Fight the Future? (#8 of ??), aka The Bug(s) Spotted, aka Design flaws are worse than bugs

by Michael S. Kaplan, published on 2008/04/07 07:01 -07:00, original URI: http://blogs.msdn.com/michkap/archive/2008/04/07/8364480.aspx


Content of Michael Kaplan's personal blog not approved by Microsoft (see disclaimer)!
Regular readers should keep in mind that all I said in The End? still applies; the allusion to the X-Files continues for people who understand such references....
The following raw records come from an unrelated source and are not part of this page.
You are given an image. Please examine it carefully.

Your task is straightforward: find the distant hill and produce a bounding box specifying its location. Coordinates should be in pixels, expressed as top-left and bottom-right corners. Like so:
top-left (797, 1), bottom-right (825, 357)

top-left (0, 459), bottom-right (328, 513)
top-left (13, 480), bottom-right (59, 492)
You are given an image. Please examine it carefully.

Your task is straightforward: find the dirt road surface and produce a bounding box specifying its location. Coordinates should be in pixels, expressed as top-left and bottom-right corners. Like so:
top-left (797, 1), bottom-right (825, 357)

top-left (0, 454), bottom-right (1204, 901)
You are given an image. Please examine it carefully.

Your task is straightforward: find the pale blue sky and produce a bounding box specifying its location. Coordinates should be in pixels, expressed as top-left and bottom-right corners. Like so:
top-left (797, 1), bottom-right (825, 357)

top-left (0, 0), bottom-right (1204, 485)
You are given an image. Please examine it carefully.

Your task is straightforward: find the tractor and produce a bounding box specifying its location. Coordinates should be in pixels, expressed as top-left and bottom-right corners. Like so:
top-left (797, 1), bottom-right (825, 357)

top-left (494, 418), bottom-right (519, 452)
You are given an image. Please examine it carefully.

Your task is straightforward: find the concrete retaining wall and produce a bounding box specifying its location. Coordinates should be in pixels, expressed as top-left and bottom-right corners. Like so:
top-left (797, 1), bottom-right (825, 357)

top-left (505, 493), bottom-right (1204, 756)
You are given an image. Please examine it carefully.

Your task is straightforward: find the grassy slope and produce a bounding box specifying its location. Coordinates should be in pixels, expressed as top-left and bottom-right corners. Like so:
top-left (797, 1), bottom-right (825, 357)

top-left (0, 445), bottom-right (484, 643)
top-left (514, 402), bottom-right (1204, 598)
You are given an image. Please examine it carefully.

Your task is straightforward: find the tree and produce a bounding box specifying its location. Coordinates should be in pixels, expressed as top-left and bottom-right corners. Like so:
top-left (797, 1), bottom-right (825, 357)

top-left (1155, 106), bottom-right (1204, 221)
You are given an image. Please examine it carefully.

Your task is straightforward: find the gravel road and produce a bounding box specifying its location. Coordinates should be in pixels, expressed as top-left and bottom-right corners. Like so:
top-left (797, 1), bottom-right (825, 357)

It seems like it was just days ago when I blogged Fight the Future? (#2 of ??), aka Spot the Bug(s)!, which provided the following cose asnd aked (dared?) people to find the problem(s) therein:

if( _plv->_ci.dwExStyle & WS_EX_RTLREADING)
{
    if (item.pszText)
    {
        //
        // temp hack for the find.files to see if LtoR/RtoL mixing
        // works. if ok, we'll take this out and make that lv ownerdraw
        //
        if ((item.pszText[0] != '\xfd') && (item.pszText[lstrlen(item.pszText)-1] != '\xfd'))
        {
            textflags |= SHDT_RTLREADING;
        }
    }
}

Now many people pointed out that this code can't handle when the text in item.pszText is a zero-length string (leading to at best a not-so-nice one charcter buffer underrun), and several also went further in guessing that item was meant to be an LVITEM Structure in a list-view control. One person even pointed put what Ben referred to as the principal error being targetted when he asked the question initially:

Short answer:
The comparison is always false because WCHAR is zero-extended but '\xfd' is sign-extended.

Long answer:
Among the solvers, there was confusion about which half of the comparison was signed.  In our project, WCHAR is unsigned, and char is signed.  So '\xfd' is sign extended and pszText[0] will not be, so they always compare as unequal.

This is most evident from the assembly code.  Did you know one dev even closed this bug since they couldn't believe the compiler would do such a thing?


75ae1e1f 0fb708   movzx   ecx,word ptr [eax]   // zero extend a WORD (pszText[0])
75ae1e22 83f9fd   cmp     ecx,0FFFFFFFDh       // compare to a DWORD literal

One person noted that there should be a compiler flag to keep this sign mismatch issue from happening. He is right, it is /J, described in the topic /J (Default char Type is unsigned).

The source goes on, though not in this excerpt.